Politics

The GOP’s Three-Headed Monster

As long as Ted Cruz and Marco Rubio are both in the race, neither of them is going to beat Donald Trump.

USA-ELECTION/TRUMP
Donald Trump celebrating his victory in South Carolina on Saturday. 

Reuters/Jonathan Ernst

The results of the South Carolina primary helped the Republican Party winnow the field, effectively, to a three-candidate race. But there’s a long way to go for the GOP to get to two. Donald Trump retains an edge until that happens.

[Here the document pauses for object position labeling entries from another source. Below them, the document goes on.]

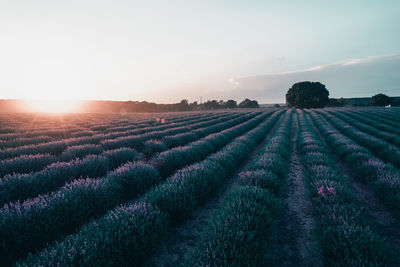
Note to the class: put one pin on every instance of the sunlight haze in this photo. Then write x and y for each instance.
(165, 51)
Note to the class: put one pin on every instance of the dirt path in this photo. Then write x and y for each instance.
(382, 220)
(182, 239)
(296, 239)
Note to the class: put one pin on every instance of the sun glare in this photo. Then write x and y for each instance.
(52, 106)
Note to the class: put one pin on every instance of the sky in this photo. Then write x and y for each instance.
(165, 51)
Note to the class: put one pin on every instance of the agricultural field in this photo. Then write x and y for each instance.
(255, 187)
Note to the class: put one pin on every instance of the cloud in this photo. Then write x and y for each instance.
(351, 78)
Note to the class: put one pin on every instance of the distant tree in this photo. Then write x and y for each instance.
(307, 95)
(247, 103)
(184, 105)
(213, 104)
(336, 102)
(380, 100)
(194, 105)
(231, 104)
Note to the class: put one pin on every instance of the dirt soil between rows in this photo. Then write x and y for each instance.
(382, 220)
(182, 239)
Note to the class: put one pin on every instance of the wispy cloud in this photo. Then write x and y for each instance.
(349, 78)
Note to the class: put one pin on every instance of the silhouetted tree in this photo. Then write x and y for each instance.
(307, 95)
(380, 100)
(247, 103)
(231, 104)
(336, 102)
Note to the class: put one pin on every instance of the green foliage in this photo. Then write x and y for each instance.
(380, 100)
(307, 95)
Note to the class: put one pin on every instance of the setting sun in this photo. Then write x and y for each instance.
(51, 106)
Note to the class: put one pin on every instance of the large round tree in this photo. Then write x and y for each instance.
(380, 100)
(307, 95)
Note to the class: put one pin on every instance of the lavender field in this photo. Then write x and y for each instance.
(255, 187)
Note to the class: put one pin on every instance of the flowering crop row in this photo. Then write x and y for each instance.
(23, 186)
(345, 239)
(382, 177)
(47, 211)
(136, 141)
(376, 121)
(29, 225)
(24, 141)
(128, 234)
(381, 148)
(36, 162)
(58, 146)
(238, 233)
(358, 122)
(168, 161)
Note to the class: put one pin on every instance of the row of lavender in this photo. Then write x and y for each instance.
(241, 228)
(128, 234)
(22, 186)
(22, 223)
(57, 146)
(28, 163)
(345, 238)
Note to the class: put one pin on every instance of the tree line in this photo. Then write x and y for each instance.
(183, 105)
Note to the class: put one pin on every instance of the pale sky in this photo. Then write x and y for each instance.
(165, 51)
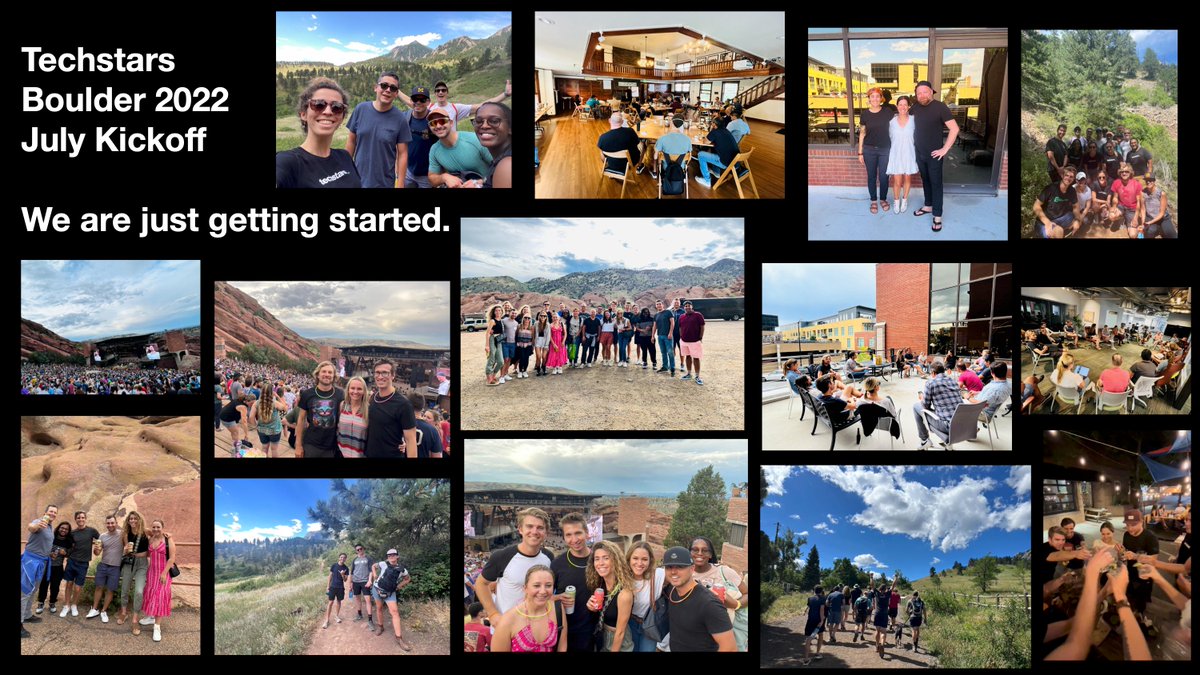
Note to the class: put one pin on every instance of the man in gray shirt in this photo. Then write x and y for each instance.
(108, 572)
(34, 562)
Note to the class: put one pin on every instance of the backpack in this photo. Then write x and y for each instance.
(388, 581)
(675, 175)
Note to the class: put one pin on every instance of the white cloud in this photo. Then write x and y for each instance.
(1020, 479)
(775, 478)
(424, 39)
(868, 560)
(948, 517)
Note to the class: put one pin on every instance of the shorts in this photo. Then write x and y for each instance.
(108, 577)
(76, 573)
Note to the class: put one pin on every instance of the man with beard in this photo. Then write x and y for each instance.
(505, 571)
(455, 155)
(379, 136)
(317, 420)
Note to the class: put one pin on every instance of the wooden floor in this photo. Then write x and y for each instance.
(570, 165)
(1097, 362)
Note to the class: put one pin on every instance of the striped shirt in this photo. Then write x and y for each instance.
(352, 435)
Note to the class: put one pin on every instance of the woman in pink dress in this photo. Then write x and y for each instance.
(156, 597)
(557, 357)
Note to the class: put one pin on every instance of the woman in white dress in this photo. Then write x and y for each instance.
(903, 159)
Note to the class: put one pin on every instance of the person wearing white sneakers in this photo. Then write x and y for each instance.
(156, 597)
(336, 589)
(85, 544)
(108, 572)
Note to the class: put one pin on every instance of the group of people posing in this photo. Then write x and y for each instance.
(137, 563)
(575, 338)
(325, 420)
(81, 380)
(881, 604)
(601, 598)
(393, 148)
(1113, 186)
(379, 581)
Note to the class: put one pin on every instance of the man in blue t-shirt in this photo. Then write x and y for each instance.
(379, 136)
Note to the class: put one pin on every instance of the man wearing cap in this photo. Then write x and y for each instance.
(459, 112)
(618, 138)
(455, 154)
(699, 620)
(1138, 541)
(930, 115)
(379, 136)
(421, 139)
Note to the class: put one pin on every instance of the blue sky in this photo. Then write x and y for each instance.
(607, 466)
(90, 299)
(251, 509)
(552, 248)
(342, 37)
(901, 518)
(809, 291)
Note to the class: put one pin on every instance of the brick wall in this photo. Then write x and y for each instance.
(901, 300)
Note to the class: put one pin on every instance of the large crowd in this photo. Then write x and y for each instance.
(82, 380)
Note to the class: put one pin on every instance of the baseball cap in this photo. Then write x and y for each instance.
(677, 556)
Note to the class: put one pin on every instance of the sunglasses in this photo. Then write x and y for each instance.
(319, 105)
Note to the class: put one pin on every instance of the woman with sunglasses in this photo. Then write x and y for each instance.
(493, 126)
(316, 163)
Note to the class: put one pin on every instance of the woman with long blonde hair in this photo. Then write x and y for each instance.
(352, 419)
(609, 571)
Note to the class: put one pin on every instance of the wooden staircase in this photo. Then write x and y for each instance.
(762, 91)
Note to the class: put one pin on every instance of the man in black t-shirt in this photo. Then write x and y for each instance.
(570, 569)
(317, 420)
(699, 621)
(1138, 541)
(930, 117)
(1057, 208)
(391, 424)
(1056, 155)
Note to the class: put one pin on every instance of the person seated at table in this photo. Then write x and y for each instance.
(839, 408)
(967, 378)
(1115, 380)
(725, 148)
(618, 138)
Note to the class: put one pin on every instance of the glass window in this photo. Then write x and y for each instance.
(976, 299)
(943, 275)
(942, 305)
(1057, 496)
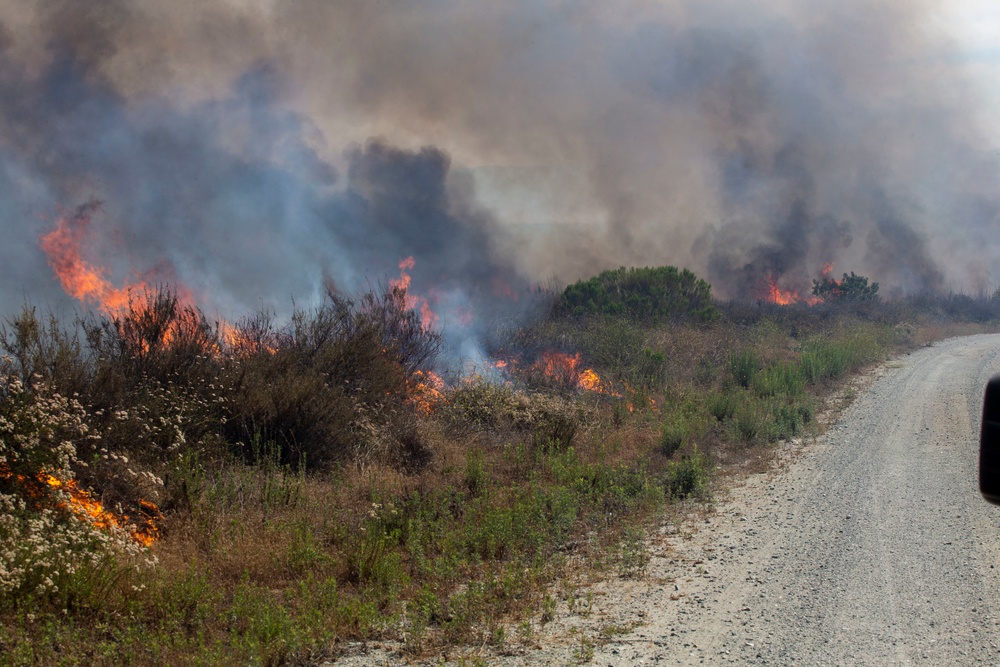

After Saturday’s win, Trump has now easily pulled off the New Hampshire–South Carolina double. Modern Republican electoral history is black-and-white here: the candidate who does this wins the nomination. Modern Republican electoral history also has a small sample size, though, and there’s still a scenario in which Trump goes down: if he’s faced with a one-on-one contest against either Sen. Marco Rubio or Sen. Ted Cruz. The problem for the anti-Trump majority is how to get from that three-candidate race, which South Carolina’s results reinforced is the true dynamic of the contest, to a two-person race.

Rubio and Cruz essentially tied for second place in South Carolina with support in the low-20s, compared to Trump’s more than 32 percent of the vote. Much like after Rubio’s third-place finish to Cruz and Trump in Iowa earlier this month, the Rubio-industrial complex is touting this double-digit defeat as a dramatic victory for the Florida senator. If he finishes in second, he will have started the nominating contests with 3-5-2 finishes—far away from his pre-voting “3-2-1” strategy, a path that acknowledged the importance of winning an early state. There’s only one early state left. Though Nevada is a caucus state and we shouldn’t hand it to him just yet, Trump is dominating there in a way that he was not in Iowa, the only completed contest so far that he did not win.

Cruz, meanwhile, has claimed at least one win, but hasn’t been able to translate that into gains elsewhere in the country. Cruz was supposed to be an Iowa winner with the resources to build from there, unlike recent winners Mike Huckabee and Rick Santorum. It’s not promising for him that he’s going to finish somewhere in the low-20s in South Carolina after what amounted to a bye week in New Hampshire. It’s also hard to see where Cruz gets his wins now, with the notable exception of Texas. And he needs his wins, soon, since his delegate path involves sweeping through the South on March 1 to build up a lead that positions him as the front-runner heading into the big winner-take-all states coming on March 15. The thing is, South Carolina is very much in the South. And Trump crushed him there.

The options for the GOP to find someone who can take Trump one-on-one are now a candidate with the most room to grow, but who hasn’t come close to winning a contest, and another candidate who’s won a contest but is having trouble expanding his support beyond very conservative voters.

On the whole, Rubio has the better argument. With Jeb Bush now officially out of the race and John Kasich living on fumes, he could suck up enough votes (and money) to turn in stronger performances than he has so far. And the calendar will get much more favorable to him—or, at least, much less favorable to Cruz—beginning on March 15.

But even if Cruz does begin trending behind Rubio, what rationale will there be for him to drop out? Most candidates drop out when the money’s gone, and money is not a problem for Cruz. If his support isn’t likely to grow much with Rubio still in the race, neither is it likely to collapse. He can stay around and hope to catch fire at some point along the way—or at least try to secure enough delegates to deny any candidate an outright majority, and take his claim to the convention.

For months one of the leading stories of the election had been the logjam in the “establishment lane” between Rubio, Bush, Kasich, and Chris Christie. This was the story of New Hampshire: four candidates splitting up the large anti-Trump voting bloc and allowing Trump to claim a blowout victory. New Hampshire punted on its duty to select an establishment “winner,” but South Carolina has now resolved that issue.

The “establishment lane” question may now be all but out of the way, but it’s replaced with an even trickier one: Who emerges from the “anti-Trump lane” at this point? The stakes are becoming much higher now than they were in New Hampshire, or even South Carolina. If the Cruz–Rubio collective action problem doesn’t get resolved, Trump will benefit and his prize will be much more than a couple of early primaries. He’ll either win the nomination or head into a convention fight with the delegate lead. In the latter case, wresting the nomination from the delegate leader wouldn’t be a pretty sight.